AFS was established in 1979, just 20 years after Alaska became a state. It started as the Valley Women's Resource Center, a domestic violence and sexual assault shelter to provide a safe haven for women and children. The agency soon began providing additional services, and eventually grew to become one of the largest nonprofit organizations in the Mat-Su Borough, offering more than 20 programs to strengthen and support families. It's a great agency with committed leadership.
Donn called because he wanted to create a fund to sustain the organization, to protect it from the systemic funding changes of government revenues and oil production, which is the way the majority of nonprofits in Alaska have been funded for decades.
Over the past several years, federal monies to Alaska have declined, which impacts the funding available for Alaska nonprofits. In addition, much of Alaska's economy is based on the petroleum industry. Oil drilling in Alaska has been decreasing in recent years, while state government expenses have increased. Consequently, efforts are underway to better balance the state's budget, which will also require decreasing the funds provided to nonprofit organizations. In addition, the Mat-Su Valley's population is increasing rapidly, creating a growing need for the services AFS provides.
AFS, and Alaska nonprofits in general, are facing some unique challenges. Moreover, the culture of philanthropy we are accustomed to is just beginning to emerge in our 49th state.
It’s not that Alaskans aren’t caring people. If there is a crisis – someone’s house burns down, for example, they really rally to step in and help their neighbor.
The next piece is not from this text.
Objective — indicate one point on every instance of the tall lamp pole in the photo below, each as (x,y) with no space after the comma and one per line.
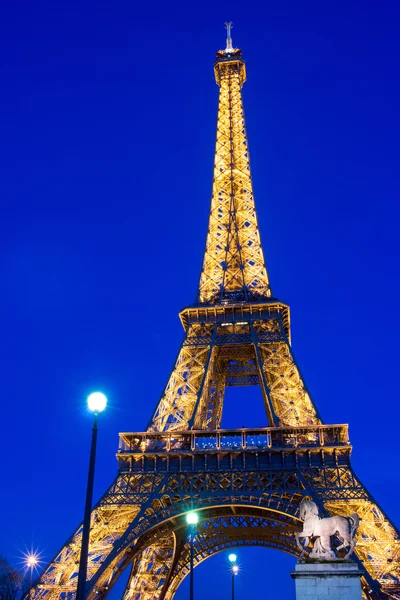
(96,403)
(235,570)
(192,519)
(31,562)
Alaska’s organ donor rates are the highest in the nation. But the idea that individuals give money to support the work of nonprofits in their communities is by and large a foreign concept. As you might suspect, there are not many foundations either.
What AFS wants to do in establishing a sustainability fund has an extra level of difficulty. It’s not just persuading someone to donate to this particular fund, it’s convincing them to personally invest in their community through this fund as well. This is something that is understood in the lower 48, but not so much up north.
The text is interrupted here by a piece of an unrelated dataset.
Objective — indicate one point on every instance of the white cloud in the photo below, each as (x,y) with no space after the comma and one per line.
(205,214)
So, what is PJS doing? In many ways, AFS has a great case for fundraising. The organization is well-managed and has wonderful successes to share. The public is very aware of changes in oil revenues and government funding. In a sense, the organization is being forced to seek other funding solutions if they are to continue to serve the growing population in the Mat-Su Valley. PJS is meeting with potential donors to tell this story and ask for gifts – primarily planned gifts, to give people the opportunity to leave a legacy and take care of others in their community. We’ve also recruited a Sustainability Board of community leaders to spearhead the effort, open doors, tell the story and serve as cultivation event hosts. While these activities are pretty standard, they are exciting new territory for these volunteers. Progress is slow, but steady, and I am confident that the effort will be a success. It takes time to introduce new ideas and shift people’s thinking about giving.
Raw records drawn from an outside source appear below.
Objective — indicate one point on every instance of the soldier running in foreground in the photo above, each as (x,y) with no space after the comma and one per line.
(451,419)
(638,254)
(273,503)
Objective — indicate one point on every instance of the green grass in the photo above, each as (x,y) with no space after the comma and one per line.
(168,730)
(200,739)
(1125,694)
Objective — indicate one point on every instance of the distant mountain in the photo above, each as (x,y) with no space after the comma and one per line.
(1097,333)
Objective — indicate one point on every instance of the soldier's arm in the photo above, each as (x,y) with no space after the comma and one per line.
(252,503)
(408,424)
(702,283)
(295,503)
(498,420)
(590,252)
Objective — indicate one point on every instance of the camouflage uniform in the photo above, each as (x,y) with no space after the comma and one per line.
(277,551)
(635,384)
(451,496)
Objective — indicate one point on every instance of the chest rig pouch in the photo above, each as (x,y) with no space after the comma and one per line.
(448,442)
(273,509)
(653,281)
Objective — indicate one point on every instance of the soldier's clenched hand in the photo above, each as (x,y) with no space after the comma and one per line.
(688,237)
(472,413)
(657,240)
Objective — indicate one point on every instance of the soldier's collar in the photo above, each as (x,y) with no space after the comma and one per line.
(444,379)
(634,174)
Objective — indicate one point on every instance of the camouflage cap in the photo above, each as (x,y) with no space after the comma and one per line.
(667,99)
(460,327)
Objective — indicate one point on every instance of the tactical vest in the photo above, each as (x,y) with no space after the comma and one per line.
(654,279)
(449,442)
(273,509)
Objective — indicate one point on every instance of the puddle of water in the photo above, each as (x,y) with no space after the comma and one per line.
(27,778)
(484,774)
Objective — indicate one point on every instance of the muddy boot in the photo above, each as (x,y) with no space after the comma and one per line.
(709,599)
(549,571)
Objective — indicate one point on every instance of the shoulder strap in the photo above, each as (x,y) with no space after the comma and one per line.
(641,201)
The experience of working with AFS in Alaska is one I will treasure. Besides providing groundbreaking consulting services for an outstanding social services agency and enjoying the natural beauty of the state, it has made me realize how we all benefit from the work that has occurred before us to establish a culture of philanthropy. All of us in the nonprofit sector must strive to protect this culture by doing good work and being good stewards of the gifts we receive.